Shallow Bayesian Meta Learning for Real-World Few-Shot Recognition
This work provides a fast and memory-efficient meta-learning approach for practitioners in few-shot recognition, particularly for real-world applications requiring better uncertainty calibration.
This paper introduces MetaQDA, a Bayesian meta-learning approach that generalizes quadratic discriminant analysis to meta-learn the classifier layer for few-shot recognition. It achieves robust performance in cross-domain few-shot learning and improves uncertainty calibration in predictions.

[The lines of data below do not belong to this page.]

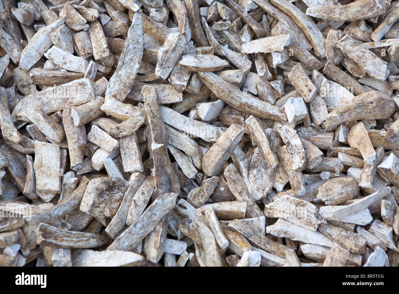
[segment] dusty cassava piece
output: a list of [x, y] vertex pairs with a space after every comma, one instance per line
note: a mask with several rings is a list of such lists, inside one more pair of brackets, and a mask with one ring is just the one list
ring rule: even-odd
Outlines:
[[0, 0], [0, 266], [395, 266], [399, 1]]

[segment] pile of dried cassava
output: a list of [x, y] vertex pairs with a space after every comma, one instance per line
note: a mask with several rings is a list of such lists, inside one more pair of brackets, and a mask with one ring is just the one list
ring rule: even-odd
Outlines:
[[0, 0], [0, 266], [397, 266], [398, 20]]

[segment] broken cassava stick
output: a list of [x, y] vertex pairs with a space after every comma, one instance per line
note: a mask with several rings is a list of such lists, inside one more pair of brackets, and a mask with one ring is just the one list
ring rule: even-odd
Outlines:
[[398, 6], [0, 0], [0, 266], [397, 266]]

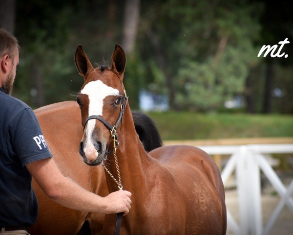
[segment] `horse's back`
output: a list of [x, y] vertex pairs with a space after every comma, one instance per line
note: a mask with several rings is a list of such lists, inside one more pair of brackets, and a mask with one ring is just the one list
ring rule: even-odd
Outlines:
[[[212, 230], [217, 227], [217, 221], [219, 229], [222, 234], [225, 234], [225, 191], [220, 171], [212, 158], [202, 149], [187, 145], [165, 146], [149, 154], [166, 166], [172, 175], [175, 186], [188, 205], [186, 209], [188, 217], [194, 220], [189, 224], [198, 226], [203, 223], [203, 225], [210, 222]], [[202, 208], [207, 206], [209, 210]], [[211, 220], [213, 216], [214, 219]], [[204, 217], [207, 219], [203, 220]], [[192, 233], [193, 228], [187, 229]]]

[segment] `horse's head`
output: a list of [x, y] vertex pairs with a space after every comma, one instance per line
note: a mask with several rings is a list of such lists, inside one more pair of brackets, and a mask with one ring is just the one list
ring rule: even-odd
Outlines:
[[76, 67], [84, 79], [76, 99], [84, 128], [80, 153], [88, 164], [102, 163], [112, 141], [109, 129], [114, 125], [117, 129], [121, 123], [126, 100], [123, 84], [126, 63], [125, 53], [117, 45], [111, 68], [94, 68], [80, 45], [75, 52]]

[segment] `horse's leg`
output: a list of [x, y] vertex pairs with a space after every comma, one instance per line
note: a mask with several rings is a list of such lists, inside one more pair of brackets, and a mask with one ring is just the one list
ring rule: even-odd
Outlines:
[[29, 229], [32, 235], [75, 235], [82, 227], [86, 213], [63, 207], [49, 199], [33, 181], [34, 189], [38, 196], [38, 219]]

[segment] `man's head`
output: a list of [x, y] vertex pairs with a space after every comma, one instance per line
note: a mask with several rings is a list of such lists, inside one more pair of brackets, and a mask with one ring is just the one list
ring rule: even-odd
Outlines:
[[0, 87], [7, 94], [10, 93], [13, 86], [19, 49], [17, 39], [0, 28]]

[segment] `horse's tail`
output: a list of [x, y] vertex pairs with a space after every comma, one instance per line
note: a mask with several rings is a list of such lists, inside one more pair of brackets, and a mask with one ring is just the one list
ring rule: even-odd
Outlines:
[[163, 145], [161, 136], [155, 123], [142, 113], [132, 111], [132, 117], [136, 132], [145, 149], [149, 152]]

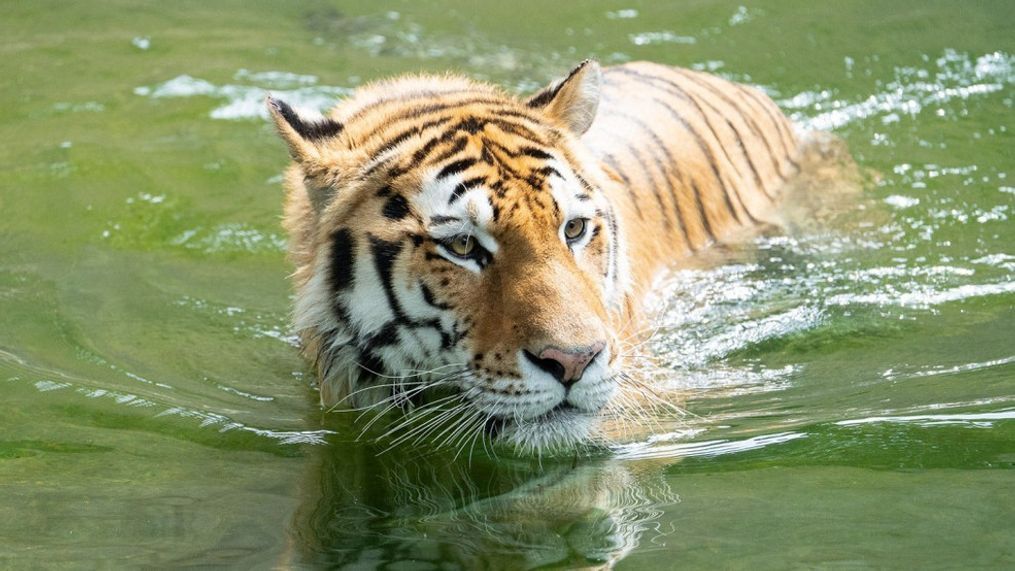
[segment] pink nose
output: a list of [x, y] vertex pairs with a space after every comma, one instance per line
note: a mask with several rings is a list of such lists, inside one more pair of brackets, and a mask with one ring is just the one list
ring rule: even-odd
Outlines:
[[605, 347], [606, 343], [602, 341], [592, 346], [581, 348], [559, 349], [557, 347], [547, 347], [539, 353], [538, 359], [530, 357], [530, 360], [539, 368], [552, 374], [554, 378], [564, 385], [569, 385], [582, 378], [582, 373], [585, 372], [586, 367], [589, 366], [589, 363]]

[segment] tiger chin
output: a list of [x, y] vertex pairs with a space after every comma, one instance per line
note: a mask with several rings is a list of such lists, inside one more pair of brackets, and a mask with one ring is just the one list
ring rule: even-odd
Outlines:
[[410, 75], [326, 117], [267, 106], [322, 405], [400, 412], [394, 443], [570, 450], [658, 407], [625, 362], [642, 295], [775, 222], [799, 169], [766, 95], [644, 62], [589, 60], [528, 98]]

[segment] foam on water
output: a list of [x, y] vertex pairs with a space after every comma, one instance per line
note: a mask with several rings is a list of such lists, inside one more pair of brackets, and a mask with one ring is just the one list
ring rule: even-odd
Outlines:
[[346, 87], [318, 85], [318, 78], [313, 75], [283, 71], [241, 69], [233, 78], [252, 84], [215, 85], [184, 74], [156, 85], [137, 87], [134, 93], [153, 98], [206, 96], [224, 99], [225, 102], [211, 111], [210, 117], [238, 120], [267, 119], [264, 98], [269, 92], [297, 108], [325, 111], [351, 91]]
[[831, 131], [878, 117], [882, 123], [894, 123], [902, 117], [912, 119], [927, 109], [943, 111], [942, 105], [953, 99], [995, 93], [1015, 82], [1015, 59], [1003, 52], [973, 59], [946, 50], [933, 64], [896, 67], [891, 81], [860, 101], [834, 99], [834, 93], [824, 89], [798, 93], [779, 103], [797, 110], [792, 118], [804, 128]]

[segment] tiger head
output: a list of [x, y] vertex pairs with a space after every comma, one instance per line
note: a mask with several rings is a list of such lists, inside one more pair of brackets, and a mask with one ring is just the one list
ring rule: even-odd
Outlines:
[[593, 437], [619, 383], [628, 283], [614, 183], [579, 142], [600, 82], [591, 61], [528, 99], [403, 77], [317, 119], [268, 98], [293, 159], [295, 329], [326, 406], [421, 419], [396, 438], [439, 432], [427, 415], [455, 416], [449, 439]]

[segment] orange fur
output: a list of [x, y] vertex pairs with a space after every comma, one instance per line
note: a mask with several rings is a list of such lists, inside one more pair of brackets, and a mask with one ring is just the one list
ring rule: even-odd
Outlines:
[[[297, 328], [327, 405], [357, 389], [332, 370], [347, 348], [354, 364], [381, 376], [456, 365], [403, 358], [412, 351], [398, 344], [426, 328], [446, 344], [455, 338], [468, 355], [461, 366], [496, 394], [527, 392], [515, 358], [522, 350], [605, 340], [604, 366], [621, 367], [622, 340], [639, 327], [640, 298], [658, 272], [770, 221], [798, 168], [793, 128], [763, 93], [650, 63], [601, 71], [586, 62], [528, 100], [461, 77], [396, 78], [358, 89], [317, 123], [269, 102], [294, 159], [284, 224]], [[449, 171], [488, 197], [456, 188], [462, 204], [472, 201], [462, 216], [495, 243], [481, 271], [449, 261], [431, 235], [441, 216], [427, 210], [436, 204], [427, 193], [437, 191], [426, 189]], [[579, 248], [559, 228], [564, 211], [583, 204], [596, 210]], [[349, 306], [366, 299], [355, 288], [367, 279], [387, 295], [374, 292], [393, 315], [381, 323]], [[455, 327], [414, 316], [410, 297], [453, 307]], [[337, 320], [320, 306], [336, 299]]]

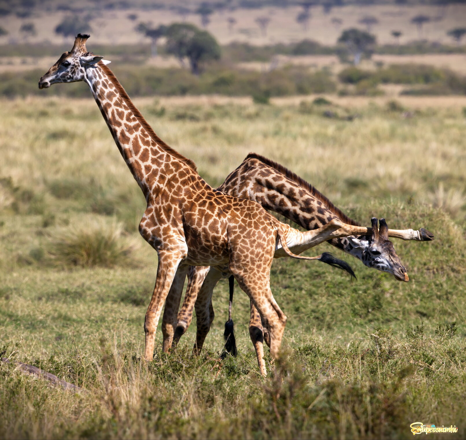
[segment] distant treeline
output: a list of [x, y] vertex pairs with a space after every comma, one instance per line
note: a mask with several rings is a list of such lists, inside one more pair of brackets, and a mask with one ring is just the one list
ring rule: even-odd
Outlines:
[[[447, 69], [419, 64], [393, 64], [375, 70], [350, 67], [336, 77], [325, 69], [315, 70], [302, 66], [259, 72], [213, 64], [199, 76], [186, 69], [117, 63], [113, 70], [131, 96], [217, 94], [252, 96], [256, 102], [265, 103], [271, 96], [315, 93], [380, 95], [383, 91], [378, 86], [384, 84], [405, 85], [401, 92], [404, 95], [466, 95], [466, 77]], [[44, 73], [36, 69], [0, 74], [0, 96], [89, 96], [87, 88], [80, 83], [57, 84], [40, 90], [37, 82]]]
[[[8, 44], [0, 45], [0, 56], [57, 56], [69, 50], [72, 44]], [[149, 44], [103, 45], [89, 43], [89, 49], [95, 54], [109, 56], [124, 55], [147, 57], [151, 55]], [[311, 40], [303, 40], [295, 43], [278, 43], [267, 46], [254, 46], [247, 43], [233, 42], [222, 47], [222, 58], [226, 61], [238, 62], [263, 61], [275, 55], [332, 55], [341, 50], [339, 45], [326, 46]], [[164, 48], [159, 48], [161, 55]], [[384, 44], [376, 46], [373, 53], [395, 55], [417, 54], [463, 54], [466, 46], [441, 44], [428, 41], [412, 41], [406, 44]]]
[[[336, 84], [325, 71], [310, 72], [300, 66], [290, 66], [269, 72], [212, 67], [199, 76], [181, 69], [156, 69], [116, 64], [113, 71], [130, 96], [219, 94], [231, 96], [285, 96], [332, 93]], [[0, 96], [13, 98], [29, 95], [87, 96], [83, 84], [52, 86], [40, 90], [39, 79], [45, 72], [34, 69], [0, 74]]]

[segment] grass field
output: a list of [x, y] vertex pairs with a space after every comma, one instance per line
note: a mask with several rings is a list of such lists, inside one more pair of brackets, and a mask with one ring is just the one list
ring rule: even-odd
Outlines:
[[312, 99], [135, 101], [212, 186], [254, 151], [363, 224], [376, 215], [435, 235], [394, 242], [408, 283], [336, 250], [357, 280], [275, 261], [272, 290], [288, 322], [265, 378], [239, 291], [240, 354], [219, 360], [225, 282], [201, 356], [191, 356], [195, 319], [175, 352], [161, 352], [159, 331], [153, 361], [140, 360], [157, 258], [136, 232], [144, 198], [96, 106], [0, 102], [0, 351], [84, 389], [2, 364], [0, 438], [408, 438], [416, 421], [459, 428], [433, 438], [464, 437], [464, 99]]

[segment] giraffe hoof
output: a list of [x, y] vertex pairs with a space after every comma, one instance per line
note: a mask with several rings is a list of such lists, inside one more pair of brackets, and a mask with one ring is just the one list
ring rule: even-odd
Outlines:
[[421, 238], [423, 241], [432, 241], [434, 239], [434, 234], [423, 227], [421, 227], [419, 232], [421, 233]]

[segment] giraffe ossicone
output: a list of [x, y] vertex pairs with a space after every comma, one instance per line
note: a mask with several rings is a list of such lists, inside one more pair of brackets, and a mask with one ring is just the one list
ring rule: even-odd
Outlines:
[[234, 275], [266, 323], [271, 354], [276, 358], [287, 320], [270, 287], [277, 243], [288, 256], [318, 260], [319, 257], [294, 254], [287, 242], [298, 243], [301, 248], [306, 243], [315, 245], [316, 240], [366, 234], [367, 228], [333, 220], [322, 228], [302, 233], [279, 222], [255, 201], [211, 187], [192, 161], [157, 136], [113, 72], [101, 62], [103, 57], [87, 50], [89, 38], [78, 34], [71, 52], [62, 55], [41, 78], [39, 86], [76, 81], [89, 85], [147, 200], [139, 232], [157, 251], [158, 265], [144, 320], [145, 359], [153, 358], [156, 330], [166, 300], [167, 319], [162, 331], [171, 344], [189, 266], [213, 266], [219, 273], [227, 271]]

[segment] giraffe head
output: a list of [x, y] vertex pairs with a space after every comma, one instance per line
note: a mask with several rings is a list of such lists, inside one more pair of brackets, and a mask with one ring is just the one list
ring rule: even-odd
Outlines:
[[406, 270], [388, 239], [388, 227], [385, 219], [380, 219], [380, 228], [377, 227], [377, 219], [372, 217], [370, 221], [370, 236], [350, 240], [351, 244], [361, 252], [361, 261], [368, 267], [391, 274], [400, 281], [409, 281]]
[[[78, 34], [71, 52], [65, 52], [39, 82], [39, 89], [47, 89], [57, 82], [82, 81], [86, 76], [86, 69], [93, 69], [103, 56], [96, 56], [86, 48], [87, 34]], [[103, 60], [105, 64], [110, 62]]]

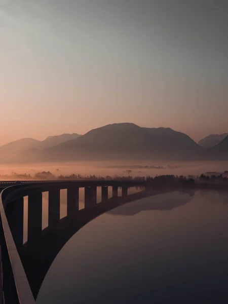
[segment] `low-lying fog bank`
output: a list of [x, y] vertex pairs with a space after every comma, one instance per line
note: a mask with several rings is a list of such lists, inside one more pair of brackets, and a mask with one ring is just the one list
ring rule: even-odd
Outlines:
[[[177, 162], [142, 161], [133, 162], [81, 162], [61, 163], [15, 164], [0, 167], [0, 179], [23, 179], [24, 174], [33, 178], [37, 172], [49, 171], [53, 175], [80, 174], [83, 176], [156, 176], [160, 175], [200, 175], [207, 172], [223, 173], [228, 170], [228, 162]], [[21, 175], [21, 176], [20, 176]]]

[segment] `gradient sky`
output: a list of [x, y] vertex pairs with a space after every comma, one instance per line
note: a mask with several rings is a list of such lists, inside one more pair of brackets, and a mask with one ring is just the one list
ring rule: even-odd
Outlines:
[[109, 123], [228, 132], [227, 0], [0, 0], [0, 144]]

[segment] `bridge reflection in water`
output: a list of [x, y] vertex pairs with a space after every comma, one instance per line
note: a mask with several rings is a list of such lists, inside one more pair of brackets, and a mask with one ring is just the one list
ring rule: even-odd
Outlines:
[[[11, 233], [35, 298], [55, 257], [80, 228], [104, 212], [151, 194], [137, 183], [90, 184], [23, 185], [3, 193]], [[131, 186], [138, 187], [136, 193]], [[62, 196], [66, 199], [64, 210]]]
[[[36, 298], [56, 255], [82, 227], [100, 214], [127, 202], [174, 191], [172, 187], [151, 188], [150, 186], [143, 181], [102, 181], [25, 183], [6, 188], [1, 194], [2, 203], [34, 298]], [[132, 187], [138, 187], [134, 191], [136, 193], [131, 191]], [[194, 190], [187, 192], [194, 195]], [[61, 208], [62, 196], [65, 196], [66, 201], [64, 210]], [[2, 222], [5, 232], [2, 235], [5, 236], [7, 244], [8, 223], [3, 215]], [[13, 248], [12, 242], [11, 246]], [[14, 263], [15, 251], [10, 252], [7, 245], [5, 247], [7, 247], [10, 252], [10, 269], [10, 269], [10, 272], [13, 272], [15, 276], [15, 273], [17, 274], [15, 264], [20, 262], [18, 258], [16, 264]], [[22, 273], [24, 271], [21, 271], [21, 268], [20, 269]], [[18, 278], [14, 277], [13, 280], [19, 300], [13, 302], [10, 300], [10, 302], [34, 302], [27, 300], [25, 295], [25, 300], [20, 298], [21, 295], [23, 296], [26, 292], [24, 286], [18, 288], [20, 282], [18, 283], [17, 280], [19, 281], [21, 277], [20, 274], [17, 275]], [[11, 292], [8, 290], [10, 297]]]

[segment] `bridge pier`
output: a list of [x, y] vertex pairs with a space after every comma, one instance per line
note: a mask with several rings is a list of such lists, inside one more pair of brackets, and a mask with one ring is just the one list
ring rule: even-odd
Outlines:
[[90, 209], [92, 206], [92, 188], [85, 187], [85, 209]]
[[28, 196], [28, 243], [39, 238], [42, 233], [42, 193]]
[[95, 186], [91, 187], [91, 198], [93, 205], [96, 205], [97, 203], [97, 187]]
[[122, 187], [122, 197], [126, 197], [128, 195], [128, 187]]
[[118, 196], [118, 186], [112, 186], [112, 197], [117, 198]]
[[79, 188], [78, 187], [67, 188], [67, 215], [79, 210]]
[[101, 201], [106, 201], [108, 199], [108, 187], [102, 186], [101, 187]]
[[55, 225], [60, 220], [60, 190], [51, 190], [48, 193], [48, 225]]
[[12, 202], [8, 222], [17, 248], [23, 246], [24, 232], [24, 198]]

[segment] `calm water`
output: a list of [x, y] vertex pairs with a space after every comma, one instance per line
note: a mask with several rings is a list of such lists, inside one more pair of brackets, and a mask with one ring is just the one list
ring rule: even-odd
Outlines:
[[228, 195], [176, 192], [99, 216], [59, 252], [36, 302], [228, 302]]

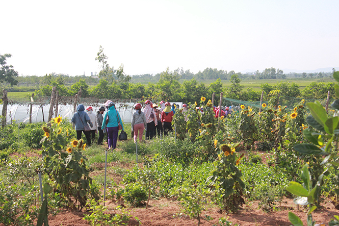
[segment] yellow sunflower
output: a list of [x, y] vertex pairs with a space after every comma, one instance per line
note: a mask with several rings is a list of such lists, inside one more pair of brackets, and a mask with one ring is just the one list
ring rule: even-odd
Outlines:
[[61, 117], [60, 115], [59, 115], [59, 117], [54, 118], [54, 122], [56, 123], [58, 123], [58, 125], [60, 125], [60, 122], [61, 122], [62, 121], [62, 117]]
[[76, 140], [74, 140], [71, 141], [71, 144], [72, 144], [72, 146], [73, 146], [73, 147], [75, 147], [76, 145], [77, 145], [79, 142]]
[[72, 148], [70, 147], [67, 147], [67, 148], [66, 149], [66, 150], [69, 153], [71, 154], [72, 153]]
[[297, 112], [293, 112], [291, 115], [290, 115], [291, 118], [296, 118], [297, 117], [297, 115], [298, 115], [298, 113]]
[[217, 144], [218, 144], [218, 140], [214, 140], [214, 147], [217, 147]]

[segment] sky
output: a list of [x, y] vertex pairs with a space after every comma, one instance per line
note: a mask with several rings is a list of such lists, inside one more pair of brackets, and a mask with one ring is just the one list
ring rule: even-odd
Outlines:
[[20, 76], [98, 73], [100, 45], [131, 76], [332, 68], [338, 10], [337, 0], [0, 0], [0, 54]]

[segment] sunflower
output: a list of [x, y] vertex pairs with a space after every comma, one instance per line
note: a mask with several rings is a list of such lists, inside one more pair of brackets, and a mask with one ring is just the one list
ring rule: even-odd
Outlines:
[[297, 117], [297, 115], [298, 115], [298, 113], [297, 112], [293, 112], [291, 115], [290, 115], [291, 118], [296, 118]]
[[66, 149], [66, 150], [69, 154], [71, 154], [71, 153], [72, 153], [72, 148], [71, 148], [70, 147], [67, 147], [67, 149]]
[[214, 140], [214, 147], [217, 147], [217, 144], [218, 144], [218, 140]]
[[59, 117], [54, 118], [54, 122], [56, 123], [58, 123], [58, 125], [60, 125], [60, 122], [62, 121], [62, 117], [59, 115]]
[[77, 145], [79, 142], [76, 140], [74, 140], [71, 141], [71, 144], [73, 146], [73, 147], [75, 147]]

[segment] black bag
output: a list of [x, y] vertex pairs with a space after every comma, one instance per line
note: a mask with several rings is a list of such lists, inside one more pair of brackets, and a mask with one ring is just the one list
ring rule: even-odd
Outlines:
[[127, 140], [127, 133], [124, 131], [122, 130], [120, 134], [119, 135], [119, 140]]

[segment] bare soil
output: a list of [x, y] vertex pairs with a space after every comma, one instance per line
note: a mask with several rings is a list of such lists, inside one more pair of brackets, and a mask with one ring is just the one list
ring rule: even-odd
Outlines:
[[[317, 223], [328, 223], [331, 218], [333, 218], [334, 215], [338, 215], [339, 211], [334, 208], [334, 206], [328, 200], [323, 204], [323, 206], [321, 209], [315, 211], [312, 214], [314, 220]], [[110, 210], [110, 213], [115, 213], [114, 208], [118, 204], [110, 202], [107, 206]], [[305, 209], [302, 207], [299, 207], [298, 210], [297, 205], [294, 204], [291, 198], [285, 198], [281, 204], [278, 204], [276, 207], [278, 211], [265, 212], [258, 207], [258, 202], [246, 202], [236, 214], [220, 213], [218, 208], [209, 209], [202, 214], [209, 215], [214, 218], [210, 222], [202, 220], [200, 225], [212, 226], [213, 224], [217, 224], [219, 218], [228, 218], [229, 221], [238, 223], [241, 225], [248, 226], [289, 226], [291, 225], [288, 219], [288, 213], [292, 211], [301, 218], [306, 225], [306, 213]], [[126, 208], [133, 216], [129, 222], [128, 225], [139, 225], [138, 221], [135, 217], [137, 217], [141, 222], [141, 225], [149, 226], [161, 225], [195, 225], [198, 224], [195, 219], [190, 219], [184, 214], [180, 214], [181, 212], [180, 205], [175, 200], [163, 198], [160, 200], [150, 200], [148, 208], [145, 207], [137, 208]], [[50, 226], [77, 226], [90, 225], [83, 218], [84, 214], [89, 214], [86, 212], [77, 211], [69, 211], [64, 210], [55, 216], [51, 216], [48, 218]]]

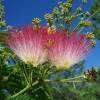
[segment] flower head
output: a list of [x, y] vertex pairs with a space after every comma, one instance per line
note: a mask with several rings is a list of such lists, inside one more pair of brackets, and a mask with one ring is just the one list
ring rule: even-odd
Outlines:
[[48, 57], [57, 69], [69, 68], [82, 61], [92, 47], [91, 41], [86, 39], [85, 35], [77, 33], [72, 33], [71, 36], [63, 34], [55, 39], [49, 49]]
[[47, 29], [39, 29], [33, 26], [27, 26], [19, 30], [13, 29], [8, 36], [8, 45], [10, 49], [25, 63], [37, 66], [46, 61], [47, 51], [43, 47], [43, 33]]

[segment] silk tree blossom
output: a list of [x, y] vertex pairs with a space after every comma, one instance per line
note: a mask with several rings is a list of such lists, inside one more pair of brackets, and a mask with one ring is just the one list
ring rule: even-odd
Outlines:
[[8, 46], [25, 63], [34, 67], [47, 60], [47, 50], [44, 48], [44, 36], [47, 28], [39, 29], [27, 26], [22, 29], [13, 29], [8, 36]]
[[91, 41], [86, 39], [85, 35], [77, 35], [77, 33], [72, 33], [71, 36], [63, 34], [54, 40], [48, 57], [57, 69], [66, 69], [77, 64], [87, 56], [92, 48]]

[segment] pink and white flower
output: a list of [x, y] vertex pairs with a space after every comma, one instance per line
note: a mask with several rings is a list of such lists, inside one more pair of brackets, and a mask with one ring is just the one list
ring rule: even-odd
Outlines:
[[25, 63], [37, 66], [47, 60], [47, 50], [44, 48], [42, 33], [47, 29], [39, 29], [27, 26], [22, 29], [14, 29], [9, 33], [8, 45], [10, 49]]

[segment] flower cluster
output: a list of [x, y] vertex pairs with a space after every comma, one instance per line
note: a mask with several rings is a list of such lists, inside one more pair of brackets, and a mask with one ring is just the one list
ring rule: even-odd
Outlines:
[[13, 29], [7, 39], [9, 48], [33, 66], [50, 61], [57, 69], [69, 68], [85, 58], [92, 42], [85, 35], [32, 25]]

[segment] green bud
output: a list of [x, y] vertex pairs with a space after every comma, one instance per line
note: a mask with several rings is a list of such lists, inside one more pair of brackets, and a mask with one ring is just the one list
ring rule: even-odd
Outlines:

Current state-of-the-art few-shot learners focus on developing effective training procedures for feature representations, before using simple, e.g. nearest centroid, classifiers. In this paper, we take an orthogonal approach that is agnostic to the features used and focus exclusively on meta-learning the actual classifier layer. Specifically, we introduce MetaQDA, a Bayesian meta-learning generalization of the classic quadratic discriminant analysis. This setup has several benefits of interest to practitioners: meta-learning is fast and memory-efficient, without the need to fine-tune features. It is agnostic to the off-the-shelf features chosen and thus will continue to benefit from advances in feature representations. Empirically, it leads to robust performance in cross-domain few-shot learning and, crucially for real-world applications, it leads to better uncertainty calibration in predictions.